Ŋarâþ Crîþ v9n devlog

flirora · October 18, 2024, 12:33am

Ŋarâþ Crîþ v9n is a work-in-progress revision of Ŋarâþ Crîþ.

9n-proto is the working draft for Ŋarâþ Crîþ v9n as well as a Ŋarâþ Crîþ morphology in PyFoma.

Links

2024-10-17

Background info:

A bridge is the coda of one syllable and the initial of the next. Bridge resolution has two functions: to canonicalize bridges so that they comply with the maximal-onset principle and to change hard-to-pronounce bridges to be easier to pronounce.
Oginiþe cfarðerþ is the repetition of certain sounds in ways I dislike and thus are the target of deduplication rules. In Ŋarâþ Crîþ v9e, this is limited to a select few consonants, but it is set to be much more pervasive in Ŋarâþ Crîþ v9n

I’ve finished the first draft of the bridge resolution rules, but it has some problems.

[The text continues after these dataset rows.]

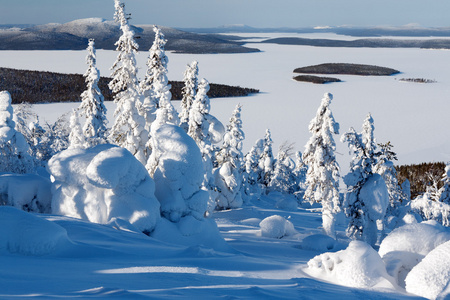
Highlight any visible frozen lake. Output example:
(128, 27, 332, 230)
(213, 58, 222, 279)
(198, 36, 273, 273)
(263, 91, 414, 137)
(1, 32, 449, 171)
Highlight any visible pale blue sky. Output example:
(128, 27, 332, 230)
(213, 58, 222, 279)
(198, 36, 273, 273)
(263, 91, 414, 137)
(1, 0, 449, 28)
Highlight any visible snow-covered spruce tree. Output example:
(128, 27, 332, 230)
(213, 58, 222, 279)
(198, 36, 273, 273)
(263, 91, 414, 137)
(439, 163, 450, 204)
(374, 141, 409, 232)
(79, 39, 108, 147)
(214, 104, 245, 209)
(0, 91, 35, 173)
(140, 25, 179, 132)
(258, 129, 275, 192)
(108, 0, 149, 165)
(341, 113, 389, 247)
(179, 61, 199, 132)
(293, 151, 307, 201)
(68, 109, 86, 149)
(303, 93, 341, 238)
(47, 112, 71, 157)
(242, 141, 263, 200)
(187, 78, 224, 212)
(269, 146, 296, 194)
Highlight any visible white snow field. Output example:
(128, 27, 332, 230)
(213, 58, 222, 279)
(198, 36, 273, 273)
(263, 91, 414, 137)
(0, 33, 449, 299)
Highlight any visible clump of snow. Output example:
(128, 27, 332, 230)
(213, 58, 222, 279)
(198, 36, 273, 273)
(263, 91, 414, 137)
(0, 173, 52, 213)
(306, 241, 396, 289)
(378, 220, 450, 288)
(48, 144, 160, 233)
(300, 234, 345, 252)
(0, 206, 70, 255)
(405, 240, 450, 299)
(148, 124, 209, 222)
(151, 216, 231, 252)
(259, 215, 297, 239)
(379, 220, 450, 258)
(411, 195, 450, 226)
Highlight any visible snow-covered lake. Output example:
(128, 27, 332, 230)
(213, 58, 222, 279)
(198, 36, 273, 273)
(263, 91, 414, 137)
(1, 32, 449, 172)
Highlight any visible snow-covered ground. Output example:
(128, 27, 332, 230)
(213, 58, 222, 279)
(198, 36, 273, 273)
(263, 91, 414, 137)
(1, 33, 450, 172)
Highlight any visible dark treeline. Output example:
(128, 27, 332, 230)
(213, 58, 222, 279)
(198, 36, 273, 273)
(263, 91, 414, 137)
(0, 67, 259, 104)
(396, 162, 446, 199)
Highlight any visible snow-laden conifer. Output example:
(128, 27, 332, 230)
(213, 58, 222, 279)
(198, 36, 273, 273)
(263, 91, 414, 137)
(214, 104, 245, 209)
(439, 163, 450, 204)
(303, 93, 340, 238)
(108, 0, 148, 165)
(0, 91, 35, 173)
(140, 25, 179, 131)
(258, 129, 274, 190)
(179, 61, 199, 132)
(342, 113, 389, 246)
(269, 146, 296, 194)
(79, 39, 108, 147)
(243, 141, 263, 199)
(293, 151, 307, 200)
(187, 78, 224, 211)
(68, 109, 85, 149)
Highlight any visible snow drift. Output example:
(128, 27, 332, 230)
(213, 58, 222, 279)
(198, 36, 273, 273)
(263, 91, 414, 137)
(306, 240, 396, 289)
(48, 144, 161, 233)
(0, 206, 70, 255)
(405, 240, 450, 299)
(0, 173, 52, 213)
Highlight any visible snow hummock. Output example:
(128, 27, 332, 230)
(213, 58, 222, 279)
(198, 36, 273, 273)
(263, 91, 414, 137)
(48, 144, 161, 233)
(378, 220, 450, 288)
(0, 206, 70, 256)
(405, 240, 450, 299)
(306, 240, 396, 289)
(259, 215, 297, 239)
(0, 173, 52, 213)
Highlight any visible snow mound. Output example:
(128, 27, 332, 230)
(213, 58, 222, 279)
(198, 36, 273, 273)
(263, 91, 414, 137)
(149, 124, 209, 222)
(405, 240, 450, 299)
(379, 220, 450, 258)
(259, 215, 296, 239)
(0, 206, 70, 255)
(151, 216, 231, 252)
(0, 173, 52, 213)
(48, 144, 160, 233)
(306, 241, 395, 289)
(300, 234, 344, 252)
(378, 220, 450, 288)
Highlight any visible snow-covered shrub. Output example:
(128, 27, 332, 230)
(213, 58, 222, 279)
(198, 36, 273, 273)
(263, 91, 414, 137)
(0, 206, 70, 256)
(378, 220, 450, 288)
(405, 240, 450, 299)
(300, 234, 345, 252)
(411, 194, 450, 226)
(0, 173, 51, 213)
(259, 215, 296, 239)
(306, 241, 395, 289)
(48, 144, 160, 233)
(147, 124, 209, 222)
(0, 91, 35, 174)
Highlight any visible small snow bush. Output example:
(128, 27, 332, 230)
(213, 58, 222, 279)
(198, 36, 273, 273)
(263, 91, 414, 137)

In the context of the sound change rules as a whole, bridge resolution needs to interact with hyphens. Ŋarâþ Crîþ v9e ignores this problem, so that any hyphens that were present on the s state (see the state machine diagram) remain on the s state. For instance, the bridge ⟦rþ:-⟧ is canonicalized into ⟦r:-þ⟧, but if the coda following this bridge is ⟦þ⟧, then we have an instance of oginiþe cfarðerþ that becomes undetectable because the hyphen between the two copies of ⟦þ⟧ disappears. While most hyphens in actual Ŋarâþ Crîþ v9 inflection are on the o boundary, some affixes (such as verbal and relational object affixes) do have s-hyphens, so this problem does occur in practice.

My initial idea was to replace the s hyphen with n and g hyphens around the bridge if the bridge is changed (or even unconditionally). This has problems as well: one of the key principles of oginiþe cfarðerþ is that it is only resolved when it occurs across a hyphen: any instance thereof that occurs entirely within a morpheme is preserved (unless it overlaps with another instance between morphemes). But applying this to ⟦þaþ:-a⟧ yields ⟦þa-:þ-a⟧, where an intramorphemic OC is converted to an intermorphemic one.

Another solution might be to track hyphens and move them as necessary (e.g. ⟦rþ:-⟧ → ⟦r:þ-⟧), but this is complicated for several reasons:

Hyphens can occur between components but are forbidden from appearing within them: ⟦t:r⟧ canonicalizes to ⟦:tr⟧, but if we originally had ⟦t:-r⟧, then where do we put the hyphen in ⟦:tr⟧? This also applies to the coalescence of ⟦t:š⟧ to ⟦:č⟧.
This still leaves the problem of undetectable oginiþe cfarðerþ when either the coda or the initial does change.

Perhaps a solution is a hybrid approach: move the hyphen when canonicalizing the bridge (temporarily allowing hyphens within the onset?), but add a hyphen before the coda when it changes, and after the onset when that changes.

TheAndSys · October 18, 2024, 2:50am

this conlang looks SICK i love it

flirora · October 18, 2024, 4:57am

Thanks for the appreciation, but I was hoping for some more details. Is there anything specific that stood out to you? And is there anything I could explain better?

In general, I’m open to suggestions from other people.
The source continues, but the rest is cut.